The requested record is a record of “personal health information” where the “personal health information” cannot be reasonably severed.
[14] To determine whether the appellant’s right of access to the requested record under FIPPA is removed as a result of the application of section 8(1) of PHIPA or whether, the exception at section 8(4) applies to the record to grant the appellant a right of access under FIPPA to the information that remains once all the personal health information is removed, I must first determine whether the record at issue contains any “personal health information” as that term is defined in section 4(1) of PHIPA and if so, whether that personal health information can reasonably be severed.

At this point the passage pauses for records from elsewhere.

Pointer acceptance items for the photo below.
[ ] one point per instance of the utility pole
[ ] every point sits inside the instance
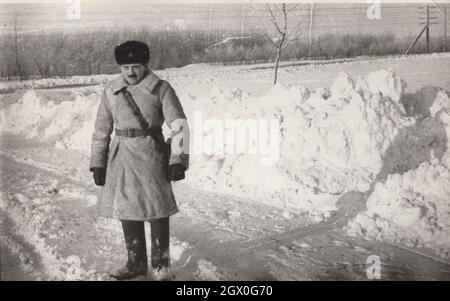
(428, 29)
(310, 29)
(445, 28)
(16, 48)
(209, 22)
(243, 19)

Personal health information
[15] Personal health information is defined in section 4 of PHIPA, as follows:
(1) “personal health information”, subject to subsections (3) and (4), means identifying information about an individual in oral or recorded form, if the information,
(a) relates to the physical or mental health of the individual, including information that consists of the health history of the individual’s family,
(b) relates to the providing of health care to the individual, including the identification of a person as a provider of health care to the individual,
(c.1) is a plan that sets out the home and community care services for the individual to be provided by a health service provider or Ontario Health Team pursuant to funding under section 21 of the Connecting Care Act, 2019,
(d) relates to payments or eligibility for health care, or eligibility for coverage for health care, in respect of the individual,
(e) relates to the donation by the individual of any body part or bodily substance of the individual or is derived from the testing or examination of any such body part or bodily substance,
(f) is the individual’s health number, or
(g) identifies an individual’s substitute decision-maker.
[16] Section 4(2) defines “identifying information” referred to in section 4(1):
(2) In this section,
“identifying information” means information that identifies an individual or for which it is reasonably foreseeable in the circumstances that it could be utilized, either alone or with other information, to identify an individual.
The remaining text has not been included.